None of these four options are helpful, but they do achieve the Administration's aim to remove faithful Catholics from public life.

As part of his considerations, Cardinal George distinguishes between the freedom of religion - as guaranteed by the First Ammendment - and the incorrect interpretation of that freedom as simply the freedom of worship:
The provision of health care should not demand “giving up” religious liberty. Liberty of religion is more than freedom of worship. Freedom of worship was guaranteed in the Constitution of the former Soviet Union. You could go to church, if you could find one. The church, however, could do nothing except conduct religious rites in places of worship-no schools, religious publications, health care institutions, organized charity, ministry for justice and the works of mercy that flow naturally from a living faith. All of these were co-opted by the government. We fought a long cold war to defeat that vision of society.
The Constitution does not guarantee a freedom of worship, but of religion, which encompasses the living of a moral life; religion, if it is authentic, shapes every aspect of an adherent's life.  It cannot simply be compartmentalized.
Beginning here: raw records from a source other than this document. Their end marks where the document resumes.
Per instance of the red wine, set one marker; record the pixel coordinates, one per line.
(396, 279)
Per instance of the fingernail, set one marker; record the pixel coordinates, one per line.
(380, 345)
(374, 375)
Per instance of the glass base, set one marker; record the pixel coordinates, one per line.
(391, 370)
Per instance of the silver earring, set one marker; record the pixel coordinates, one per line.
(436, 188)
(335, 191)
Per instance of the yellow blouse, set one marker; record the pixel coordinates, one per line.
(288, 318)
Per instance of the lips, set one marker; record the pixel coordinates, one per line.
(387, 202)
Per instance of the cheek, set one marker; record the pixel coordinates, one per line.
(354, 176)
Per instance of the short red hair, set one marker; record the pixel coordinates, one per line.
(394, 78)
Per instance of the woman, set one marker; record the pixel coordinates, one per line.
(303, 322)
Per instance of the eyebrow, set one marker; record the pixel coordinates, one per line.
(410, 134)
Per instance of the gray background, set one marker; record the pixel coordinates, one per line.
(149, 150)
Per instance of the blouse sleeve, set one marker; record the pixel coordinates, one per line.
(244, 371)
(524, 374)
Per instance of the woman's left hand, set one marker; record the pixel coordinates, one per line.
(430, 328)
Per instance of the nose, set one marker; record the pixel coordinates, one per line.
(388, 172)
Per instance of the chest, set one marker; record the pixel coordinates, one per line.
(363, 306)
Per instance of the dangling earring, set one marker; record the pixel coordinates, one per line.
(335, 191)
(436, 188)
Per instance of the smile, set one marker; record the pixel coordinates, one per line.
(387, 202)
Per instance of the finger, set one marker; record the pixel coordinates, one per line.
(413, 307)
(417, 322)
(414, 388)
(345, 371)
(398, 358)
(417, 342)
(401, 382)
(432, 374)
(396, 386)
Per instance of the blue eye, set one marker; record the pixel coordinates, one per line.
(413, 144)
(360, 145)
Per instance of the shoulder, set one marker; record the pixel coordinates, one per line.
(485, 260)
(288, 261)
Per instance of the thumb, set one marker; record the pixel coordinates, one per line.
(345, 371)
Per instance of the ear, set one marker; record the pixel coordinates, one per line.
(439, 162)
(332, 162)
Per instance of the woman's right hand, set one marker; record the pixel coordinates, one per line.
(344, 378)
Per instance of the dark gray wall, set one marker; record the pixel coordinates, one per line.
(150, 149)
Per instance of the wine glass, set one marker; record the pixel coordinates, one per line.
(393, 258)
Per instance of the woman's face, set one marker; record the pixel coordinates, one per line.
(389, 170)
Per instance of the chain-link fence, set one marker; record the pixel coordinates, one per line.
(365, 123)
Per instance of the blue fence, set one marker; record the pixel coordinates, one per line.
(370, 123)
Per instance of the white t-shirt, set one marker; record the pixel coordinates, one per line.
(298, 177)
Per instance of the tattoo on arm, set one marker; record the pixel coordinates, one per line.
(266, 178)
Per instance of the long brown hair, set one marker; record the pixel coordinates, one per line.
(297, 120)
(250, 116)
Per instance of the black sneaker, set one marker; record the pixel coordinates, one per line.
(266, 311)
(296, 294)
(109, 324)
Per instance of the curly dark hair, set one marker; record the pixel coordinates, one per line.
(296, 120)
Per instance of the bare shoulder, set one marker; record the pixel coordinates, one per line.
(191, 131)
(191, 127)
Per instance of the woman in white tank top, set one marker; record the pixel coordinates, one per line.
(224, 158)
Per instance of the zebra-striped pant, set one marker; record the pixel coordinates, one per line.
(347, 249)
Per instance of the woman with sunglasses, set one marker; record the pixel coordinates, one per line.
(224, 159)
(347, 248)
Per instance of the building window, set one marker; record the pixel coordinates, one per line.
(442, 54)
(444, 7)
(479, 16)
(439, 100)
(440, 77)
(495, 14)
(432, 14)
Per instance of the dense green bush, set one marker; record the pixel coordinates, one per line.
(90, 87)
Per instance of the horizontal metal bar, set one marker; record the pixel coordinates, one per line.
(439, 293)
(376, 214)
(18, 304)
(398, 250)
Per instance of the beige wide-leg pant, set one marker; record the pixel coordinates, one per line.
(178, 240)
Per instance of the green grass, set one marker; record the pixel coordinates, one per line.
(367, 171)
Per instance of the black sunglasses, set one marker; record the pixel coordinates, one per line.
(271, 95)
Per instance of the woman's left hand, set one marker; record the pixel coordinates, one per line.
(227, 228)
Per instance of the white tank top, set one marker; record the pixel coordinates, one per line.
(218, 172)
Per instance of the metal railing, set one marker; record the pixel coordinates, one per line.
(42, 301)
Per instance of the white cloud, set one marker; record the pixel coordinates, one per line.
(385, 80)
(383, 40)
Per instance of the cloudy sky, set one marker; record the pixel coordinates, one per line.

His Eminence also considers the charge that the Bishops are not respecting the so-called separation of Church and State:
The bishops would love to have the separation between church and state we thought we enjoyed just a few months ago, when we were free to run Catholic institutions in conformity with the demands of the Catholic faith, when the government couldn’t tell us which of our ministries are Catholic and which not, when the law protected rather than crushed conscience. The state is making itself into a church.
In the end, it should be remembered that "the bishops didn’t begin this dismaying conflict nor choose its timing. We would love to have it ended as quickly as possible. It’s up to the government to stop the attack."